Are the terms of endearment ever listed when someone is attracted to anyone or anyplace or anything? For me the connection was not just unknown; it held no immediate reason to be explained; as well as it had nothing to do with spending money or for that matter gambling with money. That made it romantic and attractive and entertaining. And opened to incite my good and bad sides.

At first, I was passive; an observer enjoying the color and the sounds and the visual action of harness racing. It presented ingredients that appealed to me more than did thoroughbred racing. Standardbreds appeared internally in tune with their human partners; their drivers were not limited to a certain size or weight like thoroughbred jockeys who I thought for all due purposes were going along for the ride as opposed to being a horse’s powerful pathfinder.

Such an equal partnership of man and beast was needed to maneuver over a mile of dirt with a different measure of accuracy than man on a beast’s back while racing; because the standardbreds were bigger and stronger than the gallopers and were in greater danger of collision than the usual stampeding runners. I saw the standardbreds as super equines; rustic, durable, stalwarts, Paladins.

That is how I saw it.

And that is the way I liked it.

“They’re old-timers’ horses,” said a Brooklyn bettor who “played the ponies” and defended the runners with undocumented allegiance. “Them buggied nags are steered by old-timers with shaky hands that ain’t all so honest. It ain’t natural for a horse to race fast as it can with that much influence.”

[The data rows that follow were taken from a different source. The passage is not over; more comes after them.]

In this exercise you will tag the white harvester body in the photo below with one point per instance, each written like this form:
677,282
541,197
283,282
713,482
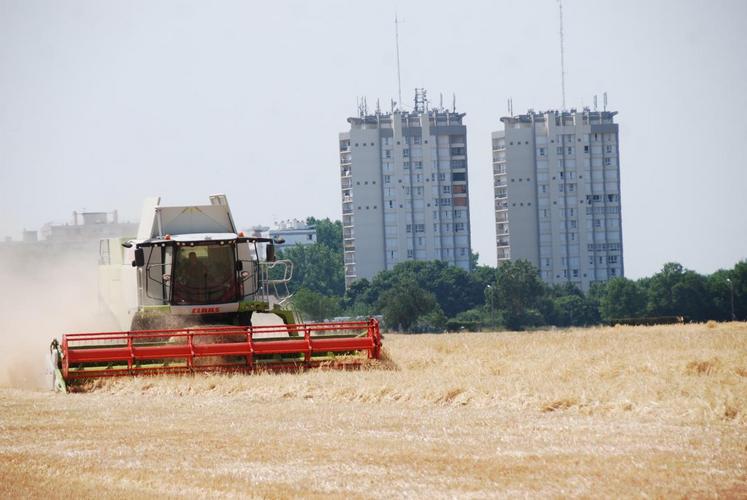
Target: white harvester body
189,265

“Oh yeah? Well, that buggy driver is not just the rider; he is also the pathfinder. A driver’s calculation of steering a mile is meticulous; his miscalculation could result in severe injury and death of man and/or beast. Strength over speed, I say. A standardbred driver could always beat a jockey in arm-wrestling match.”

As well, I thought beyond argument, the drama and the conflict of each standardbred race was a moment-by-moment thing. No matter the class of the horse or the stack of the purse money to be won it was exciting. And nothing stopped it. Not the falling snow or the pouring rain.

By the time such romantic elements pleased me in ways that produce dopamine-like euphoria it was harness racing affecting me most of all the sports I could enjoy as a passive observer; including the thoroughbreds racing or the dogs racing or the autos racing; or baseball or football or hockey or soccer, et al. And the more harness racing I watched the more I embraced the sheer entertainment they provided.

I did not question or search for the forces igniting my enthusiasm. Nor did I realize that this courtship could become deeper if I began to accurately measure and compare the abilities of each standardbred in each race in order to wager upon them. Win or place or show? Daily Double or Exacta? Triples? How much and how often?

The very action of wagering is what moves most people to horse racing. The common man was a gambler in many ways and bought “action” somehow if it was legal or not. Without the proper training action without knowledge brought out the enemy in oneself. A person needs the knowledge to beat the enemy within. To stay ahead of the game. To profit from the knowledge.

All right, I said to myself. Meet the enemy. Handicap harness races for money.